A crucial last step in the audit process is completing a confirmation letter. CPAs send confirmation letters to outside parties to verify account balances, as well as unusual contractual terms and transactions.

Who Do Auditors Send Confirmations To?

As mentioned, auditors send confirmation letters to third-parties. This could be a bank, lawyer or supplier. For example, a letter may be sent to a company’s lawyers to determine whether there’s any pending litigation that needs to be reported or disclosed in the company’s audited financial statements.

Sometimes confirmation responses signal exceptions, requiring the auditor to determine the causes and extrapolate the misstatements. Additional procedures may be warranted, especially if management or the CPA suspects fraud.

In the event that your business receives a confirmation letter, a response isn’t required, however confirmation will help your customers and suppliers — as well as their auditors.

Confirmation Letter Exceptions

Confirmation responses may be used to verify account balances, as well as unusual contractual terms and transactions. But the use of confirmations sometimes extends beyond loans and receivables.

Creative Use of Confirmations

Don’t assume that all external assurance services include confirmation procedures, however. Reviews and compilations rarely include confirmations. Management may specifically request that auditors not confirm certain balances. For example, management may claim a dispute between the company and the intended recipient of a confirmation letter.

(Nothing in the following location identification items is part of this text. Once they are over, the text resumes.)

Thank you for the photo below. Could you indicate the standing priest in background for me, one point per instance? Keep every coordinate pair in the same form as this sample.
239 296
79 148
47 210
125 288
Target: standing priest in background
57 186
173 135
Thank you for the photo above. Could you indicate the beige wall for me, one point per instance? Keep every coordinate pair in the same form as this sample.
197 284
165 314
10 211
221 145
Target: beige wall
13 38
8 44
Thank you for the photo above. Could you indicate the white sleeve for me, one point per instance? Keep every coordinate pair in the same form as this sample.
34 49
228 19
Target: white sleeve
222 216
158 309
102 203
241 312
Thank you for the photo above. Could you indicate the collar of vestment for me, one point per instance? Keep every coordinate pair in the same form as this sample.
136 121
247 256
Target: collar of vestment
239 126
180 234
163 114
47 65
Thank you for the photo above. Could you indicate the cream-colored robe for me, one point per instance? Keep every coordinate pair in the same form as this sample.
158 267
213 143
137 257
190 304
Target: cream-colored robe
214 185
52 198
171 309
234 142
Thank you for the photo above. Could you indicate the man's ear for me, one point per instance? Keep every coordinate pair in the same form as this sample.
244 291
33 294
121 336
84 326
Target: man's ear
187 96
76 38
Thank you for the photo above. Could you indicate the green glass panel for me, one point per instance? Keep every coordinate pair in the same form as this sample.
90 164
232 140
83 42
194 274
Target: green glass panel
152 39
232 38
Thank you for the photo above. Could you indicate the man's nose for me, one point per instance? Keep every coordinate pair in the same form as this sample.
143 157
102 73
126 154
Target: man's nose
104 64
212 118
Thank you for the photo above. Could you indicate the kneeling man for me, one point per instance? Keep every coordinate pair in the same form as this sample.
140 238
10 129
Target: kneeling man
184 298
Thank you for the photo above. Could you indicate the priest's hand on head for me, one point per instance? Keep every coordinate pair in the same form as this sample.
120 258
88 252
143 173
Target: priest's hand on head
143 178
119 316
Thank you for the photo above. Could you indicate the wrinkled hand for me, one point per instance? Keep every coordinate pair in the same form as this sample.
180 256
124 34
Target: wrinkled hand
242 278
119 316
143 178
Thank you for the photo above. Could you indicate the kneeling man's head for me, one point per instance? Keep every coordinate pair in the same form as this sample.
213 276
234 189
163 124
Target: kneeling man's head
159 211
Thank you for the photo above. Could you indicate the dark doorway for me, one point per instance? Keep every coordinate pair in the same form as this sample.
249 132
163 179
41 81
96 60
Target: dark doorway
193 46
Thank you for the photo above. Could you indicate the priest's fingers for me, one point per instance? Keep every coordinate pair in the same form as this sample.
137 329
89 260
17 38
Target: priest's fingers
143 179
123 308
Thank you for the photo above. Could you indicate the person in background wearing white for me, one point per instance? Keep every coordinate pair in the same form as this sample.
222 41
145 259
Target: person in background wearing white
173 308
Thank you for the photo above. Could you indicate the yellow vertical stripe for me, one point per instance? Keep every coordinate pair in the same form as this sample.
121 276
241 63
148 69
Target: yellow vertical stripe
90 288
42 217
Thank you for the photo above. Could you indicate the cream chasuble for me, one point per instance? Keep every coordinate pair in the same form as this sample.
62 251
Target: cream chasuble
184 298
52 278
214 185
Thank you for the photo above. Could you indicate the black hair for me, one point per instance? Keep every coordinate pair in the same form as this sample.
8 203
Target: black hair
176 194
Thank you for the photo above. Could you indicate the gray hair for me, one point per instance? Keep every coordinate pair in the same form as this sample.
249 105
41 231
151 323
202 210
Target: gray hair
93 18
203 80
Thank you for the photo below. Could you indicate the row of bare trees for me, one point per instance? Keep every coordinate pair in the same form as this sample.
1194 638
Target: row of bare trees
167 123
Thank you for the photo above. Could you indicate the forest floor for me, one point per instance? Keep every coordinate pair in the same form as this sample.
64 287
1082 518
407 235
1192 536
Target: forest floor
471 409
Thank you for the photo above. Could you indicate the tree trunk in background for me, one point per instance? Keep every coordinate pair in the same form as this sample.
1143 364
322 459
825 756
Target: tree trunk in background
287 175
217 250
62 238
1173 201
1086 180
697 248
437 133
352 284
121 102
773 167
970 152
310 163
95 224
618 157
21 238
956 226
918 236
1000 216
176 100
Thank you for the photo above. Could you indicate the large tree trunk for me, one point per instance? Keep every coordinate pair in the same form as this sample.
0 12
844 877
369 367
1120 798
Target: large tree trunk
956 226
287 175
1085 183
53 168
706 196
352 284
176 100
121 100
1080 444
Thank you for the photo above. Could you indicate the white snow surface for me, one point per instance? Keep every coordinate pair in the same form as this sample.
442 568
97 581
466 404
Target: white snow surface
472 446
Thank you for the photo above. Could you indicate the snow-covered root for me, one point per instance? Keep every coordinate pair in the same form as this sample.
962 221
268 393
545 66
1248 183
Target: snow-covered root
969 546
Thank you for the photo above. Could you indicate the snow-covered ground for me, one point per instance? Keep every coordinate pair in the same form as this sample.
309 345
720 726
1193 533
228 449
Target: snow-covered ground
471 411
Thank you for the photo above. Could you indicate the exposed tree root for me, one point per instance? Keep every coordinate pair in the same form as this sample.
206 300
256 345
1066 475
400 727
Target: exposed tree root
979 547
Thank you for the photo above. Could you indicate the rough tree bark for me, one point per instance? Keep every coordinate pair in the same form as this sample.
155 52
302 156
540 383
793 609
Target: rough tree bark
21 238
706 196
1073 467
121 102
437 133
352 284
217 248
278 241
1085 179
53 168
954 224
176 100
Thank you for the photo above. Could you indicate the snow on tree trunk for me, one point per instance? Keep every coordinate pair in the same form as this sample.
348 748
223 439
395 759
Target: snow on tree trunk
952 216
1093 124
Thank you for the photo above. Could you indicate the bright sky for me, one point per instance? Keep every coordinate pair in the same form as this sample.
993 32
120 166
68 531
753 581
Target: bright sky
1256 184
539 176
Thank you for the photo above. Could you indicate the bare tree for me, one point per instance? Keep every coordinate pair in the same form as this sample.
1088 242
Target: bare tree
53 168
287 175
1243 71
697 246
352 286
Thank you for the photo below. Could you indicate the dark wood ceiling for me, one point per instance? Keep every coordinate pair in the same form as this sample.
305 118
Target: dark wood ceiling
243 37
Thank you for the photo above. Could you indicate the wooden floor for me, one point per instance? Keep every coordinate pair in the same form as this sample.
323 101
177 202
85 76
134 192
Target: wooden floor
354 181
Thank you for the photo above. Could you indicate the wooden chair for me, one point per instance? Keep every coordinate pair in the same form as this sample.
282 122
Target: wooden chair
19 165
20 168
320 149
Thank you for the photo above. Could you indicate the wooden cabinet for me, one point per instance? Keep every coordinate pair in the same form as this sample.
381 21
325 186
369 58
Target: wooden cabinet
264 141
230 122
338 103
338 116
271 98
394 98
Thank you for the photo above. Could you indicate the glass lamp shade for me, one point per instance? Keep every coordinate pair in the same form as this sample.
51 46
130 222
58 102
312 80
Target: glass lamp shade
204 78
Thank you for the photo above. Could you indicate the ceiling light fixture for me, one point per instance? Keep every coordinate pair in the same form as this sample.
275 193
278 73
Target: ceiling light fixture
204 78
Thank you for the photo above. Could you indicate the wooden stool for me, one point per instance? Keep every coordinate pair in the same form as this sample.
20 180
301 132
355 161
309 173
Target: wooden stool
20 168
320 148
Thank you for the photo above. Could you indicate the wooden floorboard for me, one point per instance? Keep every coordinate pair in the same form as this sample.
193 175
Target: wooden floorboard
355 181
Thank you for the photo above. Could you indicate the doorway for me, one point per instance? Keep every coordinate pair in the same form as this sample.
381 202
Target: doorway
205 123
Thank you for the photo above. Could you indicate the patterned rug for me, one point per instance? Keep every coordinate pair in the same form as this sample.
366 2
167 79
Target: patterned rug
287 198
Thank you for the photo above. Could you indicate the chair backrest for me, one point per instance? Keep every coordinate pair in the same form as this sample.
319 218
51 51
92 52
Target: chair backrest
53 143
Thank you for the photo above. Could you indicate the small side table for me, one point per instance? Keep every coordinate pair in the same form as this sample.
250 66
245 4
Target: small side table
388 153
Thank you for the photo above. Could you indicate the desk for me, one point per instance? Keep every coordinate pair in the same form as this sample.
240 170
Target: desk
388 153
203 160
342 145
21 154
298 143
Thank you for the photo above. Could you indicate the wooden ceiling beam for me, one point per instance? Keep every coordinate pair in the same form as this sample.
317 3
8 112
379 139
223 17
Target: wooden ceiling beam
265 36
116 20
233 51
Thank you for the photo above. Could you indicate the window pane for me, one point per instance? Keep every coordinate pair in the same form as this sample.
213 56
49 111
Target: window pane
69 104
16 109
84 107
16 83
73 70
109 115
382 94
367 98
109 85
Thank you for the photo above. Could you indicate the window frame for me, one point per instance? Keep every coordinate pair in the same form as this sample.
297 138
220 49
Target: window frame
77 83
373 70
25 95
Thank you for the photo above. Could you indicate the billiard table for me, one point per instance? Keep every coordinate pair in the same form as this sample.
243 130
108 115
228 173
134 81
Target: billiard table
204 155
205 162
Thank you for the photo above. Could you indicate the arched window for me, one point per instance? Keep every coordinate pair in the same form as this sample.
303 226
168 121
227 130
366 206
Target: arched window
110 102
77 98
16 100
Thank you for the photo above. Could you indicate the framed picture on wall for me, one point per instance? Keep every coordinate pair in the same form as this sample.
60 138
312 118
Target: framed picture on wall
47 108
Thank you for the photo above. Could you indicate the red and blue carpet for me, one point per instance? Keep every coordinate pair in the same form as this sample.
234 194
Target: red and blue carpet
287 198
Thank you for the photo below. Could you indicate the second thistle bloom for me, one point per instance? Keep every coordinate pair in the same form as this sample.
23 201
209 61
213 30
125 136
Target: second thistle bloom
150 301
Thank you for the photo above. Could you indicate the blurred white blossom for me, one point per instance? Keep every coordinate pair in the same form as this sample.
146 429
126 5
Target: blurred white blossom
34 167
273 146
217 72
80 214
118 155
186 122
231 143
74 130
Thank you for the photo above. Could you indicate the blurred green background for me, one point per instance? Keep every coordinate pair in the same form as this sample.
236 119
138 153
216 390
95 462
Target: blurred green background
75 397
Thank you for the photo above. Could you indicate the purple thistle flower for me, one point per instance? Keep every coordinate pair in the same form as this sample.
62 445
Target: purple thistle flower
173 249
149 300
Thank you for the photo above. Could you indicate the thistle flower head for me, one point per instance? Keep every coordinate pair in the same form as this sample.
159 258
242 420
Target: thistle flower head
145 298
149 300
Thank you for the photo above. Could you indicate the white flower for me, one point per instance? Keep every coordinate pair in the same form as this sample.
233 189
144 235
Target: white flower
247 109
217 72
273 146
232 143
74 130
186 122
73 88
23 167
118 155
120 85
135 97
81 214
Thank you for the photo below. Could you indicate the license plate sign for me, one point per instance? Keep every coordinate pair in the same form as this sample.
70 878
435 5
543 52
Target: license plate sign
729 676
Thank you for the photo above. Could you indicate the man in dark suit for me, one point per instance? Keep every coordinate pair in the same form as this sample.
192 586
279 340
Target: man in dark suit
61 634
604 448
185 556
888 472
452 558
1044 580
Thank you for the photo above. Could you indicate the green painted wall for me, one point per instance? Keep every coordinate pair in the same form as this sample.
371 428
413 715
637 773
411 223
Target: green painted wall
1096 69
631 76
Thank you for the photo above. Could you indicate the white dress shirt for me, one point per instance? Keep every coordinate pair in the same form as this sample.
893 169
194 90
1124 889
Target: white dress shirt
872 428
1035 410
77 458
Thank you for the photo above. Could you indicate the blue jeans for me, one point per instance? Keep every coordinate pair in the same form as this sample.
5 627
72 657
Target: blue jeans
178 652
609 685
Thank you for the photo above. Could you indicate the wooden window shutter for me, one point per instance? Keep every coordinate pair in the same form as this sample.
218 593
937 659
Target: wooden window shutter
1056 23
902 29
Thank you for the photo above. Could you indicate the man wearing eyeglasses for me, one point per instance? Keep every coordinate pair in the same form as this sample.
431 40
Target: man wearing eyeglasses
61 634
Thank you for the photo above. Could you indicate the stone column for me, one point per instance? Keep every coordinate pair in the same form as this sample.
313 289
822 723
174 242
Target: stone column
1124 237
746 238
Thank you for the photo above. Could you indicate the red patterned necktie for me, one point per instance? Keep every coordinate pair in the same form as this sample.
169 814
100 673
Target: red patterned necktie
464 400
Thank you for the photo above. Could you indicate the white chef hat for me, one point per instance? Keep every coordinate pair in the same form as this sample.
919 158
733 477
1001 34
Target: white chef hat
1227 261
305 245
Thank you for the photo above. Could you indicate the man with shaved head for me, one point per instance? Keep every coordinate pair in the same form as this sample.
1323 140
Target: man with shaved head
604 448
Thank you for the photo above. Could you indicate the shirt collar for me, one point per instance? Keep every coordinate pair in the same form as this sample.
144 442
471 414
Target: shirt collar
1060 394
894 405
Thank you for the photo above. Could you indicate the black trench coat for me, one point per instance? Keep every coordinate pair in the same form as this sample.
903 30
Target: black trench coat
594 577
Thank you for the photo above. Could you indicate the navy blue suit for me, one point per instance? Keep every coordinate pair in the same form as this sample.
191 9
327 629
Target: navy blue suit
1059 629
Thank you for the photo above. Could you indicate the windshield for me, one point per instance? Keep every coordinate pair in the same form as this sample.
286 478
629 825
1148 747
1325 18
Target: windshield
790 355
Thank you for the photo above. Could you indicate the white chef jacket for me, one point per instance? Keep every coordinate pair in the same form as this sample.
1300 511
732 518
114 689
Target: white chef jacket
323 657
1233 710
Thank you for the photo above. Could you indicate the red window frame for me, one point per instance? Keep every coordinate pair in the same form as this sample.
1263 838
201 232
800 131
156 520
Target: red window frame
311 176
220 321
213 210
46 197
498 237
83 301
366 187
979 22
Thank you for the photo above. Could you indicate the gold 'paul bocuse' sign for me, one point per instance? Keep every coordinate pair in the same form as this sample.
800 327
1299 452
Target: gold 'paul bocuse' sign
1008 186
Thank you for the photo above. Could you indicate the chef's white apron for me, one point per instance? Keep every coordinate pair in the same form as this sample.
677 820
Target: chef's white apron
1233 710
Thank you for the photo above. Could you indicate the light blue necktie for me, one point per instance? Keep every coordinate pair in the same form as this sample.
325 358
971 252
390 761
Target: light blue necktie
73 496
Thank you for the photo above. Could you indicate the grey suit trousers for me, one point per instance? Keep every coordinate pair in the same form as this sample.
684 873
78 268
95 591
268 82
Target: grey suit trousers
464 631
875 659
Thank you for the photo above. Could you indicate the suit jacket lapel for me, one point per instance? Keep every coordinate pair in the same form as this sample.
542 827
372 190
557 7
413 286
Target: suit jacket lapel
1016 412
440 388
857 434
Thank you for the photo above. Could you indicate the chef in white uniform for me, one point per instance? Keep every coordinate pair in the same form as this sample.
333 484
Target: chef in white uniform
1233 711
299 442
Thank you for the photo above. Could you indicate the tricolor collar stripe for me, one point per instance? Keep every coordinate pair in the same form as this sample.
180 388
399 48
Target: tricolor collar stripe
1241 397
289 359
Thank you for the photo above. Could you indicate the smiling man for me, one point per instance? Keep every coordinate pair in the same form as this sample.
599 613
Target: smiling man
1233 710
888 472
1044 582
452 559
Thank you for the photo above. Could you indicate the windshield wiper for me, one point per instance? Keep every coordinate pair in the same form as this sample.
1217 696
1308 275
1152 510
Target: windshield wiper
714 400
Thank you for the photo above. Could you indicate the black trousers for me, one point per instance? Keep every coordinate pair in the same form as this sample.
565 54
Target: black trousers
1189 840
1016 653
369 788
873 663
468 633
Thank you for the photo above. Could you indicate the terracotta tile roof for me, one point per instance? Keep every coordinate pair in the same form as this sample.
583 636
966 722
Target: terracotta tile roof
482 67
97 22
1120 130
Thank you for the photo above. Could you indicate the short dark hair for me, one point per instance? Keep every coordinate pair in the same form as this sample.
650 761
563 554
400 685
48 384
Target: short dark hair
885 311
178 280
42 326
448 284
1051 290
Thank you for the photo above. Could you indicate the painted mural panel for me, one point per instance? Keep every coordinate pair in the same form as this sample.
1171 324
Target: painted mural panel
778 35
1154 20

If an auditor accepts that a request not to seek external confirmation is valid, he or she might instead use alternative procedures — which generally hinge on less reliable internal documentation. If the auditor is satisfied with the alternative procedures, his or her report needn’t acknowledge the omission of confirmations.

Management sometimes argues that it’s above-and-beyond the call of duty to ask their customers, suppliers and other stakeholders to respond to confirmation letters. And, auditors are aware that some companies, such as certain large box retailers, are unlikely to take the time to confirm account balances. However, sending confirmations is a standard auditing procedure — and, someday, you might be on the receiving end of such as request.